Cheyney is the owner of Not Your Momma’s History, a company dedicated to increasing representation of Africans at historic sites across America.
Norm Pederson, Carpenter.
Norm Pederson maintains Historic Richmond Town’s working Carpenter’s Shop. The 1836 building is furnished as a rural workshop would have been before the American Civil War. Norm crafts the typical items produced in shops like this, including simple furniture, farm tools, kitchen utensils and home furnishings.
Always interested in history and the carpentry of his grandfather's era, Norm soon became involved as a volunteer at Historic Richmond Town, and in 1994, he became a familiar face around the main village, as well as the resident artisan of the Carpenter's Shop.
On weekends and during special events, Norm delights visitors with his deep knowledge of this long-lost craft.
Norm was born and raised on Staten Island, the grandson of a carpenter from Norway. He spent his life working in the maritime world, shipyards, and later as a deckhand on the Staten Island Ferry, retiring in 2008.
Annie Wickersty, Tinsmith
Annie Wickersty has been involved with Historic Richmond Town since she started as a tinsmith shop apprentice in the mid-90's. Her favorite thing about tinsmithing is the opportunity to learn about everyday life in the past through studying and making common household objects of the time.
She trained extensively to become a tinsmith during her teens and early twenties, and today finds that teaching the trade to the next generation of apprentices at HRT's summer apprentice program is one of the most important and rewarding experiences.
On weekends and during special events, Annie is often found in the Tinsmith’s shop crafting wonderful creations with her dedicated apprentices. These one-of-a-kind creations are seen throughout the village and are available for sale in the Museum Store.

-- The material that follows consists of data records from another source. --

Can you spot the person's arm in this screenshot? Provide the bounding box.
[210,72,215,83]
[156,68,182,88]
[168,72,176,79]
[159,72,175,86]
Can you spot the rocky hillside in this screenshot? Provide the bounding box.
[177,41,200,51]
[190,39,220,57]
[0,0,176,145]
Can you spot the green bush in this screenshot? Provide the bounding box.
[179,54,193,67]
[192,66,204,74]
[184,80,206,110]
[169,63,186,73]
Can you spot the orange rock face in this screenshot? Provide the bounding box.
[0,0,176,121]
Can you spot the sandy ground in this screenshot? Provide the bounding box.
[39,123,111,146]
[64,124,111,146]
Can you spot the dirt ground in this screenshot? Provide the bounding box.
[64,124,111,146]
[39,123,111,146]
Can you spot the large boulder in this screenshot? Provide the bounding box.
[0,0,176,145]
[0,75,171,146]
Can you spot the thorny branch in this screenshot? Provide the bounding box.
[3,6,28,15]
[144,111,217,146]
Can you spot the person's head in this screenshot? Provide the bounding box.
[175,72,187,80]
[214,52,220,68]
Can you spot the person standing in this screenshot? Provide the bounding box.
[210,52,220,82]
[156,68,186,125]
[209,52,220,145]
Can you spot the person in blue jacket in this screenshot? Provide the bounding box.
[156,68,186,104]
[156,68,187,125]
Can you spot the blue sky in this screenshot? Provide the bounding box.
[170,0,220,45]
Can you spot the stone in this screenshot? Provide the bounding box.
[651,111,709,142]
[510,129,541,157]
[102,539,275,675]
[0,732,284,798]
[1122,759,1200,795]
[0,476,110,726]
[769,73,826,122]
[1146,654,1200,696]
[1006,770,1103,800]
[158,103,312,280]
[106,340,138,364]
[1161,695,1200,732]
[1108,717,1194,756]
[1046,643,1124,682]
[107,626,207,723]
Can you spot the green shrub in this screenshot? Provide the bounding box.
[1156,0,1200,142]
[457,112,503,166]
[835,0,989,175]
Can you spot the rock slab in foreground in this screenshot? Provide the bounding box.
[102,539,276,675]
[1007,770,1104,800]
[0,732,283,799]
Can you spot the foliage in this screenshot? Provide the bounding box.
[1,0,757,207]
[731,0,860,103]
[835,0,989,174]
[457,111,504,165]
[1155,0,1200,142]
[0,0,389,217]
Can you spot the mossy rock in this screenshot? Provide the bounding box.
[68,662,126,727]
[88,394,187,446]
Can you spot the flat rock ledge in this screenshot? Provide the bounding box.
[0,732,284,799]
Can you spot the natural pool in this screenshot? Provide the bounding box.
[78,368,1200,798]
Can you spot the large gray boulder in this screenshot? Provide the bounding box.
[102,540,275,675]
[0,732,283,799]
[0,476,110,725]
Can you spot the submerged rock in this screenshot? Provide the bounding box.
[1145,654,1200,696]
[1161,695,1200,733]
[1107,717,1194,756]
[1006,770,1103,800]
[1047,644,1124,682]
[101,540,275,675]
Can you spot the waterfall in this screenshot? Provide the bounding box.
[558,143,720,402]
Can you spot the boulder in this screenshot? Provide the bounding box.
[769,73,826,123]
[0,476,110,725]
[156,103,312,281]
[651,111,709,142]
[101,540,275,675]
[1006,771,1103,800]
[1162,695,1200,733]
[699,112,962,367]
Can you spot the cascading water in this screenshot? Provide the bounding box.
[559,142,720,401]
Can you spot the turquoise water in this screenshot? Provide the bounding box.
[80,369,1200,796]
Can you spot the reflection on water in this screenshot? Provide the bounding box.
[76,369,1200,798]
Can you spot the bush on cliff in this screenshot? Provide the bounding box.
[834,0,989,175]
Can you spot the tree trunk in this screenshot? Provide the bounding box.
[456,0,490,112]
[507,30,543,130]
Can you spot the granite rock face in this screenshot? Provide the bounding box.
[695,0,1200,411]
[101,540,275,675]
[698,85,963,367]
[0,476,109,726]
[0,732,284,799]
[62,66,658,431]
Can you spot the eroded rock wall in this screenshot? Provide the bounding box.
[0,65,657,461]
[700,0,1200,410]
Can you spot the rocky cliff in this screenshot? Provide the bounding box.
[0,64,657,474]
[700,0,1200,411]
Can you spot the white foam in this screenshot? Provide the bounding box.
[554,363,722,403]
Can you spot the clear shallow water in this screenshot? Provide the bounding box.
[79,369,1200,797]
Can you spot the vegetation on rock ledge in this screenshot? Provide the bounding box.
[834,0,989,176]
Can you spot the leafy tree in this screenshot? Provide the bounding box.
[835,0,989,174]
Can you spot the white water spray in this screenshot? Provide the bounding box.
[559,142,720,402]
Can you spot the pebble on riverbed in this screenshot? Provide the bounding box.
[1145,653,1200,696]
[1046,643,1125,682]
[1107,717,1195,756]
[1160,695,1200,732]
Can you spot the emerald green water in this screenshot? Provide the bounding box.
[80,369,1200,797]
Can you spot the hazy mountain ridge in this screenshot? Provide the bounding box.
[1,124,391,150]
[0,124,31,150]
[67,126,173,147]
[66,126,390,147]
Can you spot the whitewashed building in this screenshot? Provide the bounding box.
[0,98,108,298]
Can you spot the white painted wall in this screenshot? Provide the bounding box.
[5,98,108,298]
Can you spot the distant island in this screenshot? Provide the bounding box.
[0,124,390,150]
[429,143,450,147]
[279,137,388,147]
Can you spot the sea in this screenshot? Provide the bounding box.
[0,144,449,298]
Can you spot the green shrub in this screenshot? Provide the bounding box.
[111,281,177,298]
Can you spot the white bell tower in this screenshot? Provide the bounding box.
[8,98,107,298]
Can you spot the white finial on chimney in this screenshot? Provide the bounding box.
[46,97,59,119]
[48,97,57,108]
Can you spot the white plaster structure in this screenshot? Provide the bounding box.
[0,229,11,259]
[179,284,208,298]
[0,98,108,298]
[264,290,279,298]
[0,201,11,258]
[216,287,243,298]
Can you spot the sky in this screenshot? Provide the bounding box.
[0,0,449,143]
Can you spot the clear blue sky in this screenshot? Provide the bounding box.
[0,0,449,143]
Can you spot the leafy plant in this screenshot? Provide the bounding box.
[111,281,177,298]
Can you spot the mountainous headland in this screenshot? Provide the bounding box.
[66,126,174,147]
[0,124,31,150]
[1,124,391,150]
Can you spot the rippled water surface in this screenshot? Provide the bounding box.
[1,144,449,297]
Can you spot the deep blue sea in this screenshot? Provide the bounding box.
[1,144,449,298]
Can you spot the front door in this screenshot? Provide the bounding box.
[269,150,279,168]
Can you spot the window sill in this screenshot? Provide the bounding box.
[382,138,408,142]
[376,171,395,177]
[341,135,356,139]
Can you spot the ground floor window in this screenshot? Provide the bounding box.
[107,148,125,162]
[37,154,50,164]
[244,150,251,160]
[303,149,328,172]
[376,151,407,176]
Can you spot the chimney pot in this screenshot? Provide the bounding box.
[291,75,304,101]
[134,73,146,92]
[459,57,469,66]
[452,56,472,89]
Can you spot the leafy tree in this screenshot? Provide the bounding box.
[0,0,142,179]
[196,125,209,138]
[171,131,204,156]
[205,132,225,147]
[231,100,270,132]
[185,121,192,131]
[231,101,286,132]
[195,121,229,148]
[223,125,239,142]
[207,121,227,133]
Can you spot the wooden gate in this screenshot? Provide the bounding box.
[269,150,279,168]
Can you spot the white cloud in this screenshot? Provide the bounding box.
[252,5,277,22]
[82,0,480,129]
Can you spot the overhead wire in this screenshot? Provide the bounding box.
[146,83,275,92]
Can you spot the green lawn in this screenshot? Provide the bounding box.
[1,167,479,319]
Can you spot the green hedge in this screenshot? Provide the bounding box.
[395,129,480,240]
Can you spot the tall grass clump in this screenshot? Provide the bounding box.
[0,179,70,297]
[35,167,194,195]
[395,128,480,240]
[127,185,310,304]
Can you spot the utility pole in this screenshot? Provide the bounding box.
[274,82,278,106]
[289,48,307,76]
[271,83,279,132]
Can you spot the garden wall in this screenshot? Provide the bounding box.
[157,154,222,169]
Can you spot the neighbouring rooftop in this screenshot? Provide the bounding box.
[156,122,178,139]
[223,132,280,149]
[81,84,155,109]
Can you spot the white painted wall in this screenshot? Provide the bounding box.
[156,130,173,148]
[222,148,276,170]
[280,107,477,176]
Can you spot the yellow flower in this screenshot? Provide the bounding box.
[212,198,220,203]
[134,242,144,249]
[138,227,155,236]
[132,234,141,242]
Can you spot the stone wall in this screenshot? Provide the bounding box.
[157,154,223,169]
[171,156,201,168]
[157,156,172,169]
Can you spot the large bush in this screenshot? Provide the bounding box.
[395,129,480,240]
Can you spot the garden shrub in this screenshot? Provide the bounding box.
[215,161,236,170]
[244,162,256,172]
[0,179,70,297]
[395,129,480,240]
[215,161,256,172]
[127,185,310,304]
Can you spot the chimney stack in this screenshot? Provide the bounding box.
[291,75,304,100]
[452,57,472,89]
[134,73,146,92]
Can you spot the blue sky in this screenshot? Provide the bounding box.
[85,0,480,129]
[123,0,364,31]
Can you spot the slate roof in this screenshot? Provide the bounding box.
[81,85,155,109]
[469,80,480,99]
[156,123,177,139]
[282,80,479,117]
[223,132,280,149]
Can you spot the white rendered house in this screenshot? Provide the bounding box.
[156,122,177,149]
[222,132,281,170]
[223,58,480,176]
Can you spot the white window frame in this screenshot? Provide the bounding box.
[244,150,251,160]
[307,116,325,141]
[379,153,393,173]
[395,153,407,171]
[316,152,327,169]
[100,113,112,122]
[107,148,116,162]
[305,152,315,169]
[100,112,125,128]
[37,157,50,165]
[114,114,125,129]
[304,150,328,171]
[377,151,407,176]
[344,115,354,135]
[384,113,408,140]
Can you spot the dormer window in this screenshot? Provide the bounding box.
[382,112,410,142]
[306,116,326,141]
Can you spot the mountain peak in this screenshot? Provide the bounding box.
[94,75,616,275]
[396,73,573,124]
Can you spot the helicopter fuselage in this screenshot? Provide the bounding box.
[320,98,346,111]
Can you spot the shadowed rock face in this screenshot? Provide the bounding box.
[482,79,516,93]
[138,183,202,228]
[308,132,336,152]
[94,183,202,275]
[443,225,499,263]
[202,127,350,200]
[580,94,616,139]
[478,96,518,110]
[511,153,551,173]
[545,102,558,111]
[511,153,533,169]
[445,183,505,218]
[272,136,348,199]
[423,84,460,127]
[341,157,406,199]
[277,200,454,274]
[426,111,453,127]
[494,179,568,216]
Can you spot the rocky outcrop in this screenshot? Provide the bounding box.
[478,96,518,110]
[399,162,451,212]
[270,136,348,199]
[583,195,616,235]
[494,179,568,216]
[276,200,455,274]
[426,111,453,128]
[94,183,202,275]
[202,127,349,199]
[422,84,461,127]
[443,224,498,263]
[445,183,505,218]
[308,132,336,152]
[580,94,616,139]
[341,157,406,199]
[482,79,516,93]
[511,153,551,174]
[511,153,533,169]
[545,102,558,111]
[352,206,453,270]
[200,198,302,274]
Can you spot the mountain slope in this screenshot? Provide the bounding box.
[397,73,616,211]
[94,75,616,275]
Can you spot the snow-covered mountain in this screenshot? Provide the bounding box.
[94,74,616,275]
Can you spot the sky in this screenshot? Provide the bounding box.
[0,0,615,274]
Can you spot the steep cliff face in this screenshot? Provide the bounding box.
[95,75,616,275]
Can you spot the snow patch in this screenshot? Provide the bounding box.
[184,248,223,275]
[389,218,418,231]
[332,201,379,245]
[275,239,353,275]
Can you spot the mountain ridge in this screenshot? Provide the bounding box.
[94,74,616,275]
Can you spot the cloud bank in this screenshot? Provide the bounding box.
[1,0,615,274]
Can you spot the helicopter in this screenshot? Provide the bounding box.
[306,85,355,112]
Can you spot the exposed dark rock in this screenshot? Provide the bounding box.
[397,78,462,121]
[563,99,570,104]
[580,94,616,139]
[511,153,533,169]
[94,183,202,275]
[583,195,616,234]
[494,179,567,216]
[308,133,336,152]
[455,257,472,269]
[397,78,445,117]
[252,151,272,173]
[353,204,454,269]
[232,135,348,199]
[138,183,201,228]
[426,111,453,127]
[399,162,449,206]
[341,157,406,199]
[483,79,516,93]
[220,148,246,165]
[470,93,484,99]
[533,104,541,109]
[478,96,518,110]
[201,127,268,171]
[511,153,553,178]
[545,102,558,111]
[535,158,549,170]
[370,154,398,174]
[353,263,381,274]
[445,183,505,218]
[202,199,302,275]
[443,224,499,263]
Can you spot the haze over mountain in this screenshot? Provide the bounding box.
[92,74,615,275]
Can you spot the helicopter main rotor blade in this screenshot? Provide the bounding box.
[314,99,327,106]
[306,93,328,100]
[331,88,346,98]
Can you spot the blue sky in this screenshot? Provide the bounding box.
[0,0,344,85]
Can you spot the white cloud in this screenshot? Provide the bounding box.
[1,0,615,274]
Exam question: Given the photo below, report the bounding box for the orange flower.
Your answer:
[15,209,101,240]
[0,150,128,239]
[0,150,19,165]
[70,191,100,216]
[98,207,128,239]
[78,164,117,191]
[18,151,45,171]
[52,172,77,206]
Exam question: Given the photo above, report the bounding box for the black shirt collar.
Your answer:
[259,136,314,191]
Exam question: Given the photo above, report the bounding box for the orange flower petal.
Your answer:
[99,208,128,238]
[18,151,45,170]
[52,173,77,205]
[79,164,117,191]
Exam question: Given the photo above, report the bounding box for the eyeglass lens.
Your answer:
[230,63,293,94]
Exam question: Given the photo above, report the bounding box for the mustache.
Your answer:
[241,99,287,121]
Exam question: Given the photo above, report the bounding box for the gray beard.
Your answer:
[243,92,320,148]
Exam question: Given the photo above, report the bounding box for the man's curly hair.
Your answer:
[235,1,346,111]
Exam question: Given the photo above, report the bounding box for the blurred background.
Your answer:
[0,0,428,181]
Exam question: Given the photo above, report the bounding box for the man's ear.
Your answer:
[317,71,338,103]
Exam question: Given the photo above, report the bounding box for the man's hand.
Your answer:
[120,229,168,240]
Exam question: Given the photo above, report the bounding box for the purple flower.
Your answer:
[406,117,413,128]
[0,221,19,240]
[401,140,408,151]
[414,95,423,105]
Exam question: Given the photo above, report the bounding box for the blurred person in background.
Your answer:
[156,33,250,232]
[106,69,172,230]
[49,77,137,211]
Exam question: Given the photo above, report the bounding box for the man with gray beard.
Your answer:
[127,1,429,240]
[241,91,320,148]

Studying under master tinsmith and since-retired Restoration Department supervisor Bill McMillen, and journeyman tinsmith George Conlon, Annie has had the honor of creating useful and decorative reproduction tinware in HRT's tinsmith shop, demonstrating the trade at various museums and festivals in the Northeast (usually alongside her father, carpenter Norm Pederson), and appearing on an episode of PBS's "The Woodwright's Shop."
Jason Wickersty, Printer
Jason Wickersty has been involved with Historic Richmond Town since 2003 demonstrating several historic trades, including wet plate photography and letterpress printing. He learned the “dark art” of mid-19th century photography under John Coffer, Will Dunniway, and the late Cluade Levet, who, himself, photographed Historic Richmond Town using the wet plate collodion process in the 1990s. Jason has also studied 18th and 19th century typography and design for over 15 years, and learned letterpress printing under the tutelage of Greg Joly and Ed Rayher at Historic Eastfield Village. Outside of HRT, Jason is a Park Ranger with the National Park Service. His historical research work specializes in the soldiers' pensions and damage claims of New Jersey during the Revolutionary War. He has written for the Company of Military Historians, American Battlefield Trust, and the Journal of the American Revolution. He is also a proud husband, father, and Jerseyman.